Cetirizine, sold under the brand name Zyrtec among others, is one allergy medicine that works immediately. Evidence indicates that people who take Zyrtec may feel relief in as little as one hour. The drug belongs to the second-generation family, so it is very selective for peripheral H1 receptors, is potent and quickly relieves symptoms, exerts additional anti-allergic/anti-inflammatory effects, and is usually well-tolerated which is why it is considered the best allergy medicine. It works by blocking a certain natural substance (histamine) that your body makes during an allergic reaction.
Zyrtec side effects
Get emergency medical help if you have signs of an allergic reaction to Zyrtec: hives; difficult breathing; swelling of your face, lips, tongue, or throat.
Stop taking this medicine and call your doctor at once if you have:
• fast, pounding, or uneven heartbeat;
• weakness, tremors (uncontrolled shaking), or sleep problems (insomnia);
• severe restless feeling, hyperactivity;
• problems with vision; or
• little or no urination.
Common Zyrtec side effects may include:
• drowsiness, tiredness;
• dizziness, feeling light-headed;
• feeling hot, sweating;
• numbness, tingling, burning pain;
• decreased sense of taste;
• upset stomach, nausea, constipation; or
• dry mouth, sore throat.
This is not a complete list of side effects and others may occur. Call your doctor for medical advice about side effects. You may report side effects to FDA at 1-800-FDA-1088.
Zyrtec Safety Information
Before using Zyrtec, tell your doctor about all your medical conditions or allergies, all medicines you use, and if you are pregnant or breastfeeding.

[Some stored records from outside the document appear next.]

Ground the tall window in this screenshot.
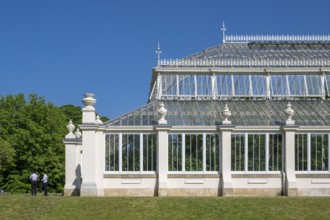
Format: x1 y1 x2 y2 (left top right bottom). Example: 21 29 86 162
168 134 182 171
168 133 220 172
295 133 329 171
268 134 283 171
185 134 203 171
248 134 266 171
216 74 233 96
143 134 157 171
196 75 212 95
178 75 195 96
105 133 157 172
231 134 245 171
105 134 119 171
231 133 282 172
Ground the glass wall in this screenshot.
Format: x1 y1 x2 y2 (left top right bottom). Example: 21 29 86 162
105 133 157 172
158 73 324 97
295 133 329 172
231 133 282 172
168 133 220 172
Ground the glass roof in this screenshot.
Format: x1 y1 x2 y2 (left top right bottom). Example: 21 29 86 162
150 72 329 100
104 100 330 126
159 42 330 67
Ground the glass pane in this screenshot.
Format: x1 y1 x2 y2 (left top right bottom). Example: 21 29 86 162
105 134 119 171
248 134 266 171
162 75 177 95
305 75 324 96
270 75 288 96
216 75 233 96
268 134 282 171
185 134 203 171
295 134 307 171
311 134 329 171
122 134 140 171
179 75 195 95
196 75 212 95
325 75 330 95
231 134 245 171
234 75 250 96
288 75 307 96
205 134 220 171
168 134 182 171
251 75 267 96
143 134 157 171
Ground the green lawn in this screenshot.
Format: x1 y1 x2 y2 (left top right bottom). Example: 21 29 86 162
0 194 330 220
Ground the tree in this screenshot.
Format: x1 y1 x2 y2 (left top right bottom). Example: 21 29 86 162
0 94 67 193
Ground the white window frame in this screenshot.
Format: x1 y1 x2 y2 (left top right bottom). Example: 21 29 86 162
295 132 330 174
230 132 284 174
167 132 222 174
103 132 158 174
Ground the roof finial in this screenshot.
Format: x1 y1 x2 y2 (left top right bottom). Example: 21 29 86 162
156 42 162 66
221 21 227 43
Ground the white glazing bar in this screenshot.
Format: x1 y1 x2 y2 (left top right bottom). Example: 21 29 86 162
321 73 326 99
307 133 311 172
119 133 123 172
203 133 205 173
265 133 268 172
301 75 309 96
175 75 180 96
211 73 217 99
266 73 270 98
230 75 236 96
327 133 330 173
248 75 253 96
181 133 186 172
285 75 291 96
139 133 144 172
194 74 196 97
157 73 162 99
244 133 248 172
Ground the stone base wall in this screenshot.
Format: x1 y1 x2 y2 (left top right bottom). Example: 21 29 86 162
104 188 157 196
297 188 330 196
158 188 220 197
232 188 282 196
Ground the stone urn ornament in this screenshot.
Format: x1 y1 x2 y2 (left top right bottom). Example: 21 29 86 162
158 102 167 125
82 93 96 108
222 104 231 125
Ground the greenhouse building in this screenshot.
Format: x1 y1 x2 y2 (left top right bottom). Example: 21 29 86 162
64 27 330 196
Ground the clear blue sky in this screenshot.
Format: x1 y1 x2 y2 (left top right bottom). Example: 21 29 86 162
0 0 330 118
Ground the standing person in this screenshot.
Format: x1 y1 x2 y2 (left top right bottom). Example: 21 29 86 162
41 173 48 196
30 172 39 196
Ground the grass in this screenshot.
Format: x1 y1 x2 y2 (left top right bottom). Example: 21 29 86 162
0 195 330 220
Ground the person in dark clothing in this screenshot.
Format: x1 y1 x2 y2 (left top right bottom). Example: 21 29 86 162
41 173 48 196
30 172 39 196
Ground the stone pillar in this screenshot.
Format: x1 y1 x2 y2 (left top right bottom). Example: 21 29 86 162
283 126 298 196
80 93 104 196
155 126 170 196
218 125 235 196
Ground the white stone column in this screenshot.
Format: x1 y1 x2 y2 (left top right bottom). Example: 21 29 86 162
80 93 104 196
283 126 298 196
155 126 170 196
219 125 235 196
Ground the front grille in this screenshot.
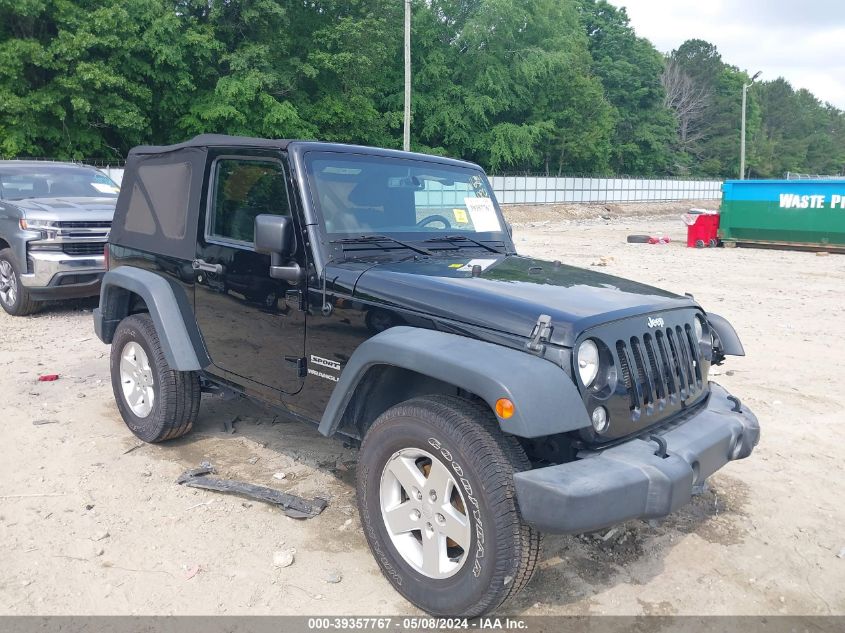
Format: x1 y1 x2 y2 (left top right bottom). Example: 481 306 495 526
56 221 111 229
62 242 106 255
616 323 704 420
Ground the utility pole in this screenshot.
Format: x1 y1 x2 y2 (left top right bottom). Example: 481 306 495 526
402 0 411 152
739 70 762 180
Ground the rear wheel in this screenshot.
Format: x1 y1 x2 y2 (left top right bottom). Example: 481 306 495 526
0 248 41 316
111 313 200 442
357 396 540 617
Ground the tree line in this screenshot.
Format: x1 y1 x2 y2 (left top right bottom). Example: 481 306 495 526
0 0 845 177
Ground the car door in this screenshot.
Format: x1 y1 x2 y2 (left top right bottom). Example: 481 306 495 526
194 155 305 396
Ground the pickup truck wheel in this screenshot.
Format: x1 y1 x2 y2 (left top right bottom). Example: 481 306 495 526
0 248 41 316
111 313 200 442
357 396 540 617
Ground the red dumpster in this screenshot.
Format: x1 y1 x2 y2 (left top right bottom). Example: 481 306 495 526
683 209 719 248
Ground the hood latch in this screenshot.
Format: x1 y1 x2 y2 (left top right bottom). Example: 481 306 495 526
525 314 554 353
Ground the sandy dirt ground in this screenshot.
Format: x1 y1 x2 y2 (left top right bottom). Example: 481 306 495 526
0 206 845 615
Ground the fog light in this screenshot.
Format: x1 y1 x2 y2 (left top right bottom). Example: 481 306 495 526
496 398 516 420
593 407 607 433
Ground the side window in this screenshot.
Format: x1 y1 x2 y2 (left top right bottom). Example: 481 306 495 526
208 158 290 244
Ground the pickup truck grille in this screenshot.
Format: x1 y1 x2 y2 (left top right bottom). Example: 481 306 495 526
62 242 106 255
616 323 703 419
56 221 111 229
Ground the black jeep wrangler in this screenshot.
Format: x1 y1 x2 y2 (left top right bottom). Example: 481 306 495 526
94 135 759 616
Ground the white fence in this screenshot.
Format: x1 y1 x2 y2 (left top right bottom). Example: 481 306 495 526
98 167 123 184
490 176 722 204
100 167 722 204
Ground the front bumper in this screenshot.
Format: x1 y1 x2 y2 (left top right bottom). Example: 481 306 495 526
514 383 760 534
21 251 106 300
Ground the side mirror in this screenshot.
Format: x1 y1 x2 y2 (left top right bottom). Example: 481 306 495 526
255 214 302 283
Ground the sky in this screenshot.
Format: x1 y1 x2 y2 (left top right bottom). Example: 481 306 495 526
609 0 845 110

Zyrtec may impair your thinking or reactions. Be careful if you drive or do anything that requires you to be alert. Drinking alcohol can increase certain side effects of cetirizine (Zyrtec).
Tell your doctor if you regularly use other medicines that make you sleepy (such as other cold or allergy medicine, narcotic pain medicine, sleeping pills, muscle relaxers, and medicine for seizures, depression, or anxiety). They can add to sleepiness caused by Zyrtec. Call your doctor if your symptoms do not improve, if they get worse, or if you also have a fever.